The series offered Ammon unique opportunities to design a post-apocalyptic world unlike anything created for the genre before. Her approach focused on the organic, physical sets and locations, where the world effectively stopped in its tracks once the deadly virus swept through and decimated humanity. “We didn’t want to see broken glass and doors and derelict buildings,” she explains. “None of us wanted the visual effects to lead the story. We wanted as much as we could get in camera, and that the CGI would only help clear up and further the story a bit more without taking control of the frame.”

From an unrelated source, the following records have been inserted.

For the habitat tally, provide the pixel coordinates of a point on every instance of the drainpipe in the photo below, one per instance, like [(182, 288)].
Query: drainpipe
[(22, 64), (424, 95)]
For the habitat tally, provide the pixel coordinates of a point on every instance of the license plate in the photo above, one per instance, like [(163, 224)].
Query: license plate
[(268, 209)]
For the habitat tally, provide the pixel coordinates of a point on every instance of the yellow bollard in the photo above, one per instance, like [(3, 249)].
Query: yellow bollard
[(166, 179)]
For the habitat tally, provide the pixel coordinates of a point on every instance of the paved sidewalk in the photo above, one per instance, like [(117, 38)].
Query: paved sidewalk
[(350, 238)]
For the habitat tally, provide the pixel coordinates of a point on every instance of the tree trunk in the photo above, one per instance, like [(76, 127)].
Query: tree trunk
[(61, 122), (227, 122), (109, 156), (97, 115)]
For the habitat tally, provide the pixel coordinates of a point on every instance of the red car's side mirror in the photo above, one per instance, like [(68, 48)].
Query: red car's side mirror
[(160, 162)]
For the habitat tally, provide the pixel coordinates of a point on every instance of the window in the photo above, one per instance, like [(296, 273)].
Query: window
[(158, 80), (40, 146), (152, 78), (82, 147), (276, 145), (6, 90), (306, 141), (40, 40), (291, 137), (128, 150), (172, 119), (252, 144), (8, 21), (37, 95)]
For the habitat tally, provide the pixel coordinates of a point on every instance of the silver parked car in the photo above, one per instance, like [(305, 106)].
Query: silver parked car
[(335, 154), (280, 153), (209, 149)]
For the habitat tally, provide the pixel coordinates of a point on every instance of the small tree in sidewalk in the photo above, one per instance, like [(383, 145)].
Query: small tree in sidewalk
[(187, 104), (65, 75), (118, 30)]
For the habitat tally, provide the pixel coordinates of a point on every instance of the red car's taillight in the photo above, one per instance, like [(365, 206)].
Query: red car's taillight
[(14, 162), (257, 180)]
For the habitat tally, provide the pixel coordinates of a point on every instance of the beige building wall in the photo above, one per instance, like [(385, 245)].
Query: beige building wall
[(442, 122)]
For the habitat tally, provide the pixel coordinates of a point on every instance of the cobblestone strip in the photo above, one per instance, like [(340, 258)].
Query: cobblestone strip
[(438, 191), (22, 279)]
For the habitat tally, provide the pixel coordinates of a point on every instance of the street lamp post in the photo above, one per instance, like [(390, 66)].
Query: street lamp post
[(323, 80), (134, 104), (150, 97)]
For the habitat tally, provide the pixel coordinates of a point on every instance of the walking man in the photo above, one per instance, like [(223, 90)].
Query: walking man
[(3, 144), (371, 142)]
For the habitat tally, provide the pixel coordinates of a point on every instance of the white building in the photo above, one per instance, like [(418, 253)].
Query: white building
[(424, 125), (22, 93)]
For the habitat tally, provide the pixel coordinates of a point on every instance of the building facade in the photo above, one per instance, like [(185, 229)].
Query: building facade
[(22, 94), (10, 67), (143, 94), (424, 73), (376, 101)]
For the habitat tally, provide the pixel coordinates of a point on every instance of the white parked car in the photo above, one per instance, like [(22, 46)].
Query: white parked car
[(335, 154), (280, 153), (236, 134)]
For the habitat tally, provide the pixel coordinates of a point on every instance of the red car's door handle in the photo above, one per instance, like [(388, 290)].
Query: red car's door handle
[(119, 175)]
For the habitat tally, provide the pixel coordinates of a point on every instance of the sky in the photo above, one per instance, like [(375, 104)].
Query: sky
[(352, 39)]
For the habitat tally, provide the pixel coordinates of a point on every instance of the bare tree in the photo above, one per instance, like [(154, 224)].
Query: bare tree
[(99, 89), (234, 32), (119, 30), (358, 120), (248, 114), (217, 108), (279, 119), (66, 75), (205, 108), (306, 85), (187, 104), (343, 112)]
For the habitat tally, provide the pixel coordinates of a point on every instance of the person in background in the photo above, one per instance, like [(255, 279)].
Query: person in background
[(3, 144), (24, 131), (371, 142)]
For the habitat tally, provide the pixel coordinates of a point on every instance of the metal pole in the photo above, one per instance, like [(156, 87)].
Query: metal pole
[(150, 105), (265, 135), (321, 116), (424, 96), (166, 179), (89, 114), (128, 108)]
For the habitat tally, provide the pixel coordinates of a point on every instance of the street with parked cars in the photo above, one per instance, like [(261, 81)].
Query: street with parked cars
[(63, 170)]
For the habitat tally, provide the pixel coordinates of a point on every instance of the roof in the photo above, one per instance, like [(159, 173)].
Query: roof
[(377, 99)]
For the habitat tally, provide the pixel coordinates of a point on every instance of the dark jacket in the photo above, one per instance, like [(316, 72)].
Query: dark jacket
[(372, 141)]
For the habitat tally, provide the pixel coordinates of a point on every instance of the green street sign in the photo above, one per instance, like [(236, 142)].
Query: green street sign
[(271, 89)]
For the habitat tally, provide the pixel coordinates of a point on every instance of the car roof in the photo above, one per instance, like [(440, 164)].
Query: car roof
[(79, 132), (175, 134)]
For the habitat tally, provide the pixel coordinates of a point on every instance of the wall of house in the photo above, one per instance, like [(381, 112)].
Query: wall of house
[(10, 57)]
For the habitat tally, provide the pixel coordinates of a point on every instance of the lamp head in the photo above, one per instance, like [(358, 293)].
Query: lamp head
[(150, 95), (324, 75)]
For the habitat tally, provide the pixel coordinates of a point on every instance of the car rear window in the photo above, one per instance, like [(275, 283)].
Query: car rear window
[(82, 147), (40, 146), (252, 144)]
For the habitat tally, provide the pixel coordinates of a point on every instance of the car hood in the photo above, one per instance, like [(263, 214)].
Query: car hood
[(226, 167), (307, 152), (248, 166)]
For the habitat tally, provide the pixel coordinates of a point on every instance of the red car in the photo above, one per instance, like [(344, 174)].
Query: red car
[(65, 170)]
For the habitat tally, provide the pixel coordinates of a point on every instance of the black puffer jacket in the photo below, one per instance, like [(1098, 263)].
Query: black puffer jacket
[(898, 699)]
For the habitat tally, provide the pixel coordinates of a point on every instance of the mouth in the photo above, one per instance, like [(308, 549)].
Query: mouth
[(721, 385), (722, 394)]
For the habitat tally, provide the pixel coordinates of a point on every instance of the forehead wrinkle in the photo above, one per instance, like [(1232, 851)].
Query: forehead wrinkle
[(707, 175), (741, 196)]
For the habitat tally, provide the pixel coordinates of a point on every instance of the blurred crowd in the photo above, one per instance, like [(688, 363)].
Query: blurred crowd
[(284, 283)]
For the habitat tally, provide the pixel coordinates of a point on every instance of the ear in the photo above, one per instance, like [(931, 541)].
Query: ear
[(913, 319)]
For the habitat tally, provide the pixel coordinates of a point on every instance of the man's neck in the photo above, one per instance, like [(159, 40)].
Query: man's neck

An example of the creative ways in which real-life locations were adapted is the Severn City Airport, which is central tot he overall narrative of the series. Ammon and her team used a number of disparate and composite buildings and structures to ultimately represent that abandoned airport that would serve as the main settlement for survivors in this Midwestern location. “It’s a lot of pieces that you put together to make one world,” she explains. “It’s five or six locations, and that’s really the fun of it all and that’s actually how you build scale and how you build a world, by pushing the limits on interior and exterior as it helps on staging scenes differently.”